I don’t recommend this approach; there are plenty of more user-friendly solutions to this “problem”. But that’s no fun. So let’s over-engineer the hell out of this.
…
Anyhow, we’re back on Airtable. It’s nice, relatively inexpressive, and has a great API. And you know what’s the best part? I don’t have to maintain shit. I upload, download, and call it a day.
To get a little more context on what’s going on, go read Part 1 and Part 2 of the Spreadsheets series. But in short, I was dissatisfied with the current bookmarking solutions out there, so I decided to make a custom one instead. This started with a myriad of Airtable bases and then —for some stupid reason— I decided to roll my own hosted database.
Now, don’t get me wrong; I loved having a custom database + API that I could tailor to my needs. However, not only did it not offer much more over Airtable, but it was also far more expensive. Aside from that, I simply didn’t have the time to maintain another API on top of the growing list of personal projects and a day job.
That said, I think my mistake was focusing on the wrong area. Rather than rolling a custom database, I should’ve made an API for data entry, instead of relying on a small army of Shortcuts. So that’s what I did.
The Bookmarker
The primary (if not only) purpose of this whole thing is to save data. This comes from multiple sources, which means we have to pull and parse data from different websites. Some of these have public APIs I can leverage to extract the metadata I need. But for things like articles, I essentially read the HTML and pull what I need via a handful of regular expressions. It sounds a little daunting, but really it’s just a matter of knowing what you’re looking for. If you squint enough, you’ll see that the web is made up of standards. So pulling a title and author from an article should be the same across the board. Right?
Like I mentioned before, this was originally all done via Shortcuts. But that quickly became cumbersome. So the next best thing was to grab the url for the bookmark and send it to an API where the relevant data could be extracted. For reference, these are the columns on these tables:
interface BookmarkData {
title: string;
creator: string;
url: string;
tags: string[];
}
Some of these column names change are based on the category, like tweets and Reddit posts.
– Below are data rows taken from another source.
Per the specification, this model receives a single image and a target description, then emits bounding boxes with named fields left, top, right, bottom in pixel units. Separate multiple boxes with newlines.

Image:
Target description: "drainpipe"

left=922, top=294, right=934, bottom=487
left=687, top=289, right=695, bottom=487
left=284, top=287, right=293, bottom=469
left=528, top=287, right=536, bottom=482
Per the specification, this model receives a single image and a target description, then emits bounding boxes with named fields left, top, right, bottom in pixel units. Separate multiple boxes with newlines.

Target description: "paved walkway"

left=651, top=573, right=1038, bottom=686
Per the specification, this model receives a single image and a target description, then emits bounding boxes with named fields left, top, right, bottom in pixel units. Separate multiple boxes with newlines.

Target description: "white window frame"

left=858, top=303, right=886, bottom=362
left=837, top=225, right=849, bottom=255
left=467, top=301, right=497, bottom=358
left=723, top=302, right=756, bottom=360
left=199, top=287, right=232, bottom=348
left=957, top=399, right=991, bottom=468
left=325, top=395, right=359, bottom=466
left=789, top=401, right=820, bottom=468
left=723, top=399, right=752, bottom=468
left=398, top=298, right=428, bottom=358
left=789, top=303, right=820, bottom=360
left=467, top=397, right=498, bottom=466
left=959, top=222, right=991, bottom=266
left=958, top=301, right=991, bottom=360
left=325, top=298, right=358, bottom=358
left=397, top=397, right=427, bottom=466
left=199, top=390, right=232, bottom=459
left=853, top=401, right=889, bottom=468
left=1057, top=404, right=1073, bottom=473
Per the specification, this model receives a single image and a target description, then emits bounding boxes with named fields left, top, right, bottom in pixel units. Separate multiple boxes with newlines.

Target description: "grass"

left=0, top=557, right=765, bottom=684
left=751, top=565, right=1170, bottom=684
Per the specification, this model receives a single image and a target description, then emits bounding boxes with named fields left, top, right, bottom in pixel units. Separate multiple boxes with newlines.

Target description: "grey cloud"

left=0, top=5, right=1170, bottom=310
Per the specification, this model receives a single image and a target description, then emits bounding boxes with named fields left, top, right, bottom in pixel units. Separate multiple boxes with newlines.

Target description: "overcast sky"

But for the majority, that’s the data model. url
and tags
remain constant throughout them all. These two are the only thing I send to the API. Everything else is automatically extracted in the server for me.
Once the data arrives, the API figures out what the category is and if it needs to hit anything external APIs. It then gives the payload the shape according to the Airtable base and sends it over for saving. All of this takes place on a Cloudflare Worker. It’s available on-demand and is compiled to plain JavaScript from Typescript. You can take a look at the code over at my bookmarker repo.
But to get a better idea, this is what the setup looks like:
All this is pretty standard stuff. I essentially just shifted the load from my phone to a server. The biggest feature here is archiving.
The Archiver
I have a not so irrational fear of losing my data. Not only that, but bookmarking a piece of content just to discover that the creator has taken it down, or worse, that the platform where it was hosted removed it themselves, is just awful.
This is commonly known as link rot or platforms being assholes. So circumvent that, I’ve invested a lot of time and effort to ensure all my data is backed up in several different places. In the case of my bookmarks, I keep a copy of the media type on a B2 bucket. That is a downloaded copy of the article, podcast, video, etc. I wrote an archiving script that runs on a scheduled CI called archiver. Aside from archiving bookmarks, it also keeps a JSON file copy of every Airtable base. Here’s a cool diagram for this setup:
And although it might seem overkill, while testing this script I found over a dozen bookmarks were dead links already. And new ones have popped up since. So it’s alrady paying off.
Is It Worth The Trouble?
Yes. I’d like to re-quote Reconcilable Differences 112:
it doesn’t cost me very much at all to write these things down; it could cost me later in the future not to remember something
And I’ve found this to be true on several occasions. Be it for an article I’m writing or to solidify a point in a conversation. Or maybe I just want to re-listen to that podcast episode because it was pretty good. Our brains are relational databases. This bookmarks database is an external API I reference for additional information. I know what I’m looking for, I just don’t know what I say. But I know where to look. And when I do, I need it to be there.